There was no negotiating with my parents and being the younger of two children my voice normally found itself in the corridors of the house of conversation. I was lucky to stop her before she got to the shoeboxes in the back of my closet or else there’d just be one more problem over my head. I packed some clothes and my toothbrush and deodorant and grabbed a couple other things but forgot to get the charger for my mp3 player. I didn’t realize I’d forgotten it until I was walking in front of my mom at dusk in the middle of the desert highway. The player clicked off.

When seven o’clock rolled around we still hadn’t been picked up by any passersby and I didn’t have anything to listen to. I didn’t expect to be picked up though; only two vehicles had passed by, a semi-truck and a tour bus. Both of them looked at us as they passed and I knew they liked where they were and stopping for a couple bums was a waste of time. They had an agenda and it made them feel better knowing they didn’t have to stop for us and that we were in worse shape than them. I bet whey they got into their next jam they’d think, “Well, at least I’m not those two.”

The sun was in that awkward stage where it was peaking over the horizon at the moon and I could taste the cold air lying down on top of the heat. I expected to see a ball of hay roll by or a couple cacti but they must have been hiding. Instead we had pavement and dirt to keep us company. I was in front of my mom about twenty steps when the urge to tell her we should call it quits for the day climbed my brain and out my mouth.

“We should make a fire!” I yelled back at her.

“What?”

“We should make a fire!”

“Okay, stop walking so darn fast!”

I slowed down to let her catch up and we darted off to the right. I hadn’t taken much time learning anything when I was in boy scouts.
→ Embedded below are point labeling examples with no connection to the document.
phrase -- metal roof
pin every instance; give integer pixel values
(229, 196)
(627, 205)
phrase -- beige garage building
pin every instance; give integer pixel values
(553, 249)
I didn’t know how to build a fire, nor did I know how to get my parents to build a fire for me, and for that matter I didn’t know how to get my parents to fill a tiny racecar they made with weights so they could win a trophy for me.

She got a fire going pretty quickly out of the few pieces of wood we scavenged from the desert. It was hard to find them in the waning light but what we could find, besides a sign that read, “LAS VEGAS 25 MILES,” was enough to get a fire going. It seemed contradictory at the time, to complain about the heat during the day and then complain about not having a fire to keep us warm at night, but we did it anyways. That’s how it goes. I laid out a few of my clothes; the ones I brought just in case, and sat next to the fire. We didn’t have anything to eat besides cigarettes and our words.

Mom began shuffling through her purse for her lighter.

“What’s going to happen to us?” I said.

Talking through her unlit cigarette, “Nothing…really.”

“No, I mean, when are we going to make it to the next gas station or whatever?”

“Eh, sometime tomorrow hopefully. If your dad we here we’d still be moving along. We’d probably make it there by midnight.”

“Yeah…I’m glad for that.”

“Mmhmm,” she stomached in between a drag.

“Can I get one of those?”

“No. I’m down to only a couple, but I wouldn’t give you one anyways. It’d make me feel weird.”

“Fine. Wake me up when the hyenas have torn us apart.”

I fell back onto my heap of clothes and watched the dots in the sky fade as sleep said hello.

I woke up when it felt like it was early enough to. Mom was curled up around her suitcases next to the grave of the fire. I sat up and brushed the crust out of my eyes as I looked around. I felt like the desert for a minute, all alone and dry. It’s different, in the rain, because the rain is always landing on your hat, shoulders, houses, children, and gloves. The desert is never landing on you, it’s always under you. With no people around it felt like it could never rain.